The winner on tabular data for the last decade. How it works, which library to pick, and the three mistakes everyone makes tuning it.

Classical ML intermediate #classical-ml #xgboost #lightgbm #tabular

Prereqs: Decision trees, cross-validation

Why you keep hearing about this

On tabular data, gradient-boosted decision trees still beat deep learning in almost every head-to-head. Kaggle tabular competitions? XGBoost or LightGBM. Fraud detection in production? Probably a GBM. Your first serious ML model at a real company? Almost certainly this.

The mental model

A single decision tree is weak — it overfits or underfits, and its predictions are chunky.

Boosting trains trees sequentially, where each new tree focuses on the mistakes of the ensemble so far. After 500 trees, you have a very strong learner built from 500 very weak ones.

“Gradient” boosting specifically means each new tree is fit to the gradient of the loss with respect to the current predictions. For regression with squared loss, that’s just the residuals. For classification, it’s more complicated but the idea holds.

The three libraries

Library	Strength	When to pick
XGBoost	Battle-tested, ubiquitous, GPU support	Default choice, especially in prod
LightGBM	Faster training on big data, leaf-wise growth	Large datasets (>1M rows)
CatBoost	Handles categorical features natively, less tuning	Lots of high-cardinality categoricals

All three have nearly identical sklearn-compatible APIs.
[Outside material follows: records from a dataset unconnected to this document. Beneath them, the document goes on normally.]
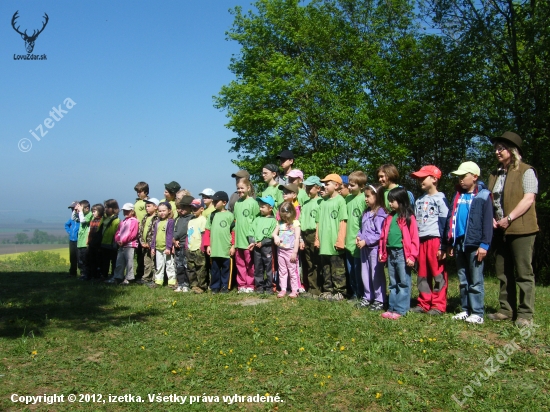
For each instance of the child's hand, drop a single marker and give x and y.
(481, 253)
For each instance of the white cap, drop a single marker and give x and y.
(207, 192)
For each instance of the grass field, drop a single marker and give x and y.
(62, 336)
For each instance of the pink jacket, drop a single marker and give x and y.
(411, 242)
(127, 232)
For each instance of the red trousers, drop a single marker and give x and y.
(432, 277)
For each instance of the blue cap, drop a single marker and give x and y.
(267, 200)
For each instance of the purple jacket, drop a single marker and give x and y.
(371, 227)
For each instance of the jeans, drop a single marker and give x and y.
(470, 278)
(400, 282)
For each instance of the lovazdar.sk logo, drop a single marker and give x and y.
(29, 40)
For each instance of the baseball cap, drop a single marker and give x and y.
(221, 195)
(207, 192)
(267, 199)
(313, 181)
(296, 173)
(286, 154)
(152, 200)
(467, 167)
(241, 173)
(334, 177)
(291, 186)
(429, 170)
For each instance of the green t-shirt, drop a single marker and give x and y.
(139, 208)
(355, 206)
(245, 211)
(160, 239)
(309, 216)
(302, 197)
(395, 237)
(262, 228)
(276, 194)
(220, 233)
(332, 212)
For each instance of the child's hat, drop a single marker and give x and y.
(291, 186)
(467, 167)
(221, 195)
(185, 201)
(426, 171)
(241, 173)
(313, 181)
(197, 203)
(152, 200)
(333, 177)
(296, 173)
(207, 192)
(267, 200)
(172, 187)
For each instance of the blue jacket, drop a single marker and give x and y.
(479, 228)
(71, 227)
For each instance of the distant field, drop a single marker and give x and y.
(8, 251)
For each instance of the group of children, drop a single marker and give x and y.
(319, 238)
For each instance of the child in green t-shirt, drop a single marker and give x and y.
(218, 242)
(330, 238)
(355, 204)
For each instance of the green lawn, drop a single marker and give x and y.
(60, 335)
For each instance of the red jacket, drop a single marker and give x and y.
(411, 242)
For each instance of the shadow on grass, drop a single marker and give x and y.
(31, 301)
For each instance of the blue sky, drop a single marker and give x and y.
(142, 75)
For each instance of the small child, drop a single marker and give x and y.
(181, 226)
(245, 210)
(330, 239)
(161, 246)
(432, 211)
(309, 218)
(218, 242)
(94, 242)
(195, 257)
(109, 247)
(145, 235)
(84, 217)
(126, 238)
(470, 233)
(287, 237)
(399, 247)
(355, 204)
(368, 238)
(261, 244)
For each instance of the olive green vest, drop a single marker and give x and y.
(511, 196)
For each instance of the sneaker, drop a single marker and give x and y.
(474, 319)
(434, 312)
(497, 317)
(523, 323)
(376, 306)
(461, 316)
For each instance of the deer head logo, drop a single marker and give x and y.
(29, 40)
Pick one and learn it deeply.

The hyperparameters that actually matter

n_estimators (number of trees) — the most important knob. Start with 500-1000.
learning_rate (aka eta) — how much each tree contributes. Lower = more trees needed but better final result. 0.05-0.1 is a reasonable default.
max_depth — tree depth. 4-8 for most problems. Deeper trees overfit.
min_child_weight / min_samples_leaf — minimum samples per leaf. Raise this to combat overfitting.
subsample and colsample_bytree — sample rows and columns per tree. Both in [0.7, 1.0] usually.
reg_alpha (L1) / reg_lambda (L2) — regularization. Mostly leave at defaults unless you see overfitting.
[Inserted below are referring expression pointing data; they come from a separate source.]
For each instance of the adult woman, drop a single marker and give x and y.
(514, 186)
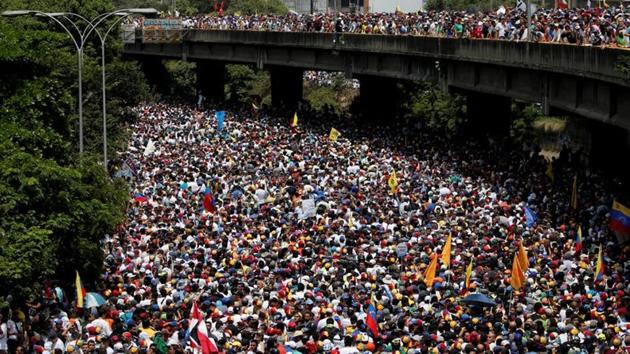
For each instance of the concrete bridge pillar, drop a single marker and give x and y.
(286, 86)
(378, 98)
(156, 74)
(211, 80)
(609, 147)
(488, 114)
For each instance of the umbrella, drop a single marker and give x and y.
(477, 299)
(93, 300)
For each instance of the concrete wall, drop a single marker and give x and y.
(576, 79)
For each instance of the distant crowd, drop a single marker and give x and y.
(593, 26)
(273, 235)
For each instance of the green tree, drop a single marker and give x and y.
(246, 85)
(433, 108)
(56, 206)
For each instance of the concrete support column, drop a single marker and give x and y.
(609, 148)
(155, 73)
(378, 98)
(286, 86)
(488, 114)
(211, 80)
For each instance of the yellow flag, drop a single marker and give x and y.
(393, 182)
(294, 123)
(523, 261)
(549, 171)
(334, 134)
(429, 274)
(80, 290)
(518, 278)
(468, 274)
(446, 252)
(574, 193)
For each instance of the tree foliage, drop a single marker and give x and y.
(246, 85)
(434, 109)
(56, 206)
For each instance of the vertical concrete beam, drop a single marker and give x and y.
(156, 74)
(286, 86)
(488, 114)
(211, 80)
(378, 100)
(609, 146)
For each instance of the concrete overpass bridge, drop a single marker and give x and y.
(565, 78)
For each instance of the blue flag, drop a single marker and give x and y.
(220, 115)
(530, 217)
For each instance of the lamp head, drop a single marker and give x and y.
(16, 13)
(143, 11)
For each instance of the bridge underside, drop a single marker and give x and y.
(589, 97)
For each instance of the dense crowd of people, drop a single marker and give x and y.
(329, 79)
(284, 238)
(593, 26)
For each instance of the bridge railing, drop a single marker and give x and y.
(601, 63)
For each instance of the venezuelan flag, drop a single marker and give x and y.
(429, 274)
(468, 274)
(446, 252)
(392, 181)
(80, 290)
(599, 267)
(620, 218)
(523, 261)
(370, 320)
(578, 240)
(518, 278)
(294, 121)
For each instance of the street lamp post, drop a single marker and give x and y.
(83, 35)
(79, 48)
(94, 23)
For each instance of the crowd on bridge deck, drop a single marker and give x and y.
(283, 238)
(593, 26)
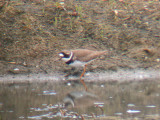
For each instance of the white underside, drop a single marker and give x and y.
(77, 64)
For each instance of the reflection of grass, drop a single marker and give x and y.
(111, 24)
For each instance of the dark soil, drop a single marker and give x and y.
(32, 32)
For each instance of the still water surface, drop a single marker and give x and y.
(106, 100)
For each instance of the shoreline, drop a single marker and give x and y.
(120, 76)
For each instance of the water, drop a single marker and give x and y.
(105, 100)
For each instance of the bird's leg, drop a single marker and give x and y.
(82, 81)
(84, 70)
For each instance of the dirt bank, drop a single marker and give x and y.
(32, 32)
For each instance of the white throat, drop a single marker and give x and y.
(68, 59)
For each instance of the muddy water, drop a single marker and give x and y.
(105, 100)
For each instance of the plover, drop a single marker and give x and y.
(80, 58)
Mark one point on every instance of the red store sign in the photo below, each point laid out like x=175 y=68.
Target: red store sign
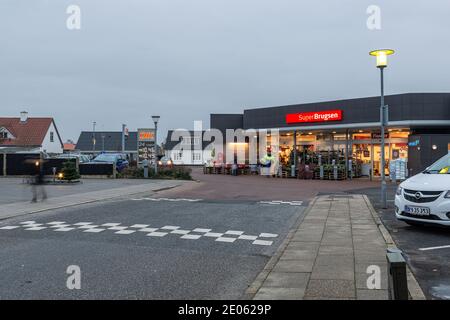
x=319 y=116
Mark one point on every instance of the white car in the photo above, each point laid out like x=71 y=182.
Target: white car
x=425 y=197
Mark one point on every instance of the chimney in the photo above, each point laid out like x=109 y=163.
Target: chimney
x=23 y=116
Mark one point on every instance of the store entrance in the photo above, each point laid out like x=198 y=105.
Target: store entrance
x=369 y=155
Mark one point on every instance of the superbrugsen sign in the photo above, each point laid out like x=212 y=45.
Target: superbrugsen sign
x=318 y=116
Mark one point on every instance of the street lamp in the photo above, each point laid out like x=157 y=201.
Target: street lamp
x=93 y=136
x=155 y=121
x=103 y=142
x=381 y=56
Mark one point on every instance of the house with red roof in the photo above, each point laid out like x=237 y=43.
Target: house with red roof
x=29 y=134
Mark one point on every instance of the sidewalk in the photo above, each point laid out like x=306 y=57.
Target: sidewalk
x=327 y=256
x=22 y=208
The three mistakes everyone makes

1. Tuning n_estimators by grid search. Wrong. Use early stopping. Train a big number (like 5000), pass a validation set, and stop when val loss stops improving. Way faster and better.
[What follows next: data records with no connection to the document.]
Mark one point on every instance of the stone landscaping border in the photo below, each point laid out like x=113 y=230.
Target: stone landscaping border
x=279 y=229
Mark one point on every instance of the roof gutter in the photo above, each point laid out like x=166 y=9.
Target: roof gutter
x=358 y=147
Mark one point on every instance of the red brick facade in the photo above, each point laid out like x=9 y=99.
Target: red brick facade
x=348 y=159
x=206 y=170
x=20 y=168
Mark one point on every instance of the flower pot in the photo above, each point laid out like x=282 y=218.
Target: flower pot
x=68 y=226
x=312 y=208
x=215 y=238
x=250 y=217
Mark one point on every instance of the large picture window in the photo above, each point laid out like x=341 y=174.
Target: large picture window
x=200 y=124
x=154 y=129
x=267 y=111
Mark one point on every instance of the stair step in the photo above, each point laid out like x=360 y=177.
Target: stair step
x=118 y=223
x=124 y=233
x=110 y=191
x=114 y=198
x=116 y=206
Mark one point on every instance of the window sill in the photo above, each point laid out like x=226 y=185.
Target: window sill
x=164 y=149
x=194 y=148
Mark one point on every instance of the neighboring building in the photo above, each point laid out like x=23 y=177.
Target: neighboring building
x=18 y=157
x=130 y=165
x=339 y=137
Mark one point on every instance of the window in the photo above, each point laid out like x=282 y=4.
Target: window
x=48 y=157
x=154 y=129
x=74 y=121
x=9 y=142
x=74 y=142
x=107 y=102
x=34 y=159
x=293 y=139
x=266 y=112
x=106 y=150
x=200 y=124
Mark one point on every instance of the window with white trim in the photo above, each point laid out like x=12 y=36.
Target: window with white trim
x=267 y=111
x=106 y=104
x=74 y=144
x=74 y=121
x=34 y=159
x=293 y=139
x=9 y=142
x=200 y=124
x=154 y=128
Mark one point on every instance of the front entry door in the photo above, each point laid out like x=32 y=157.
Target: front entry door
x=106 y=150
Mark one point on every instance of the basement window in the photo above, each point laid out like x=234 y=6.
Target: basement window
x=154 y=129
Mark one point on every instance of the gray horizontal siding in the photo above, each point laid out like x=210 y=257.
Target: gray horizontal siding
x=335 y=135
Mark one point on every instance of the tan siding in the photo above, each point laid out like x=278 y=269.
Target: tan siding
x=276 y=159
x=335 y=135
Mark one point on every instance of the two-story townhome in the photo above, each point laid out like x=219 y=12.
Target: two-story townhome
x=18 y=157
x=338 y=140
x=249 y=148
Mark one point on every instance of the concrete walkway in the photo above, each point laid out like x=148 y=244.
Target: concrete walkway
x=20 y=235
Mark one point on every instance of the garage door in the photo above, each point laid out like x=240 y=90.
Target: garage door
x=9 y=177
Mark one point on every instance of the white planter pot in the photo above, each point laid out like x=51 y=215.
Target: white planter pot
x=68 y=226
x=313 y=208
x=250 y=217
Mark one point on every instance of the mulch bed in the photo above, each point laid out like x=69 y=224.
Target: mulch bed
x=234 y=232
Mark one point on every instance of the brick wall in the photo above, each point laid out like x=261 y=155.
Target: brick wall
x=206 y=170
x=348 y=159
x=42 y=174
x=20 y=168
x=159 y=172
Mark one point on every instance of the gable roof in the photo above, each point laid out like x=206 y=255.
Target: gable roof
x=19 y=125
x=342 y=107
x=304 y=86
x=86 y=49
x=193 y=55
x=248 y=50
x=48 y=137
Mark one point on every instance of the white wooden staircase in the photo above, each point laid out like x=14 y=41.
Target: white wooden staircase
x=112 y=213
2. Not holding out a true test set. Doing CV for hyperparameter tuning AND reporting CV scores as your final number. Your test set needs to be untouched until the very end, or you’re reporting optimistic numbers.

3. Encoding categoricals with label encoding. For XGBoost/LightGBM, use one-hot for low-cardinality and target encoding for high-cardinality. For CatBoost, just pass them as categorical features directly — that’s its superpower.

What it doesn’t handle well

Text (use embeddings first, then feed to the GBM)
Images (stick with CNNs)
Very high-dimensional sparse data (linear models or neural networks do better)
Data with strong time dependence (works, but careful feature engineering beats exotic models)

The production reality

GBMs are easy to deploy: small models (a few MB), fast inference (microseconds), and every major framework exports to ONNX or a self-contained binary. The ops story is dramatically easier than deep learning.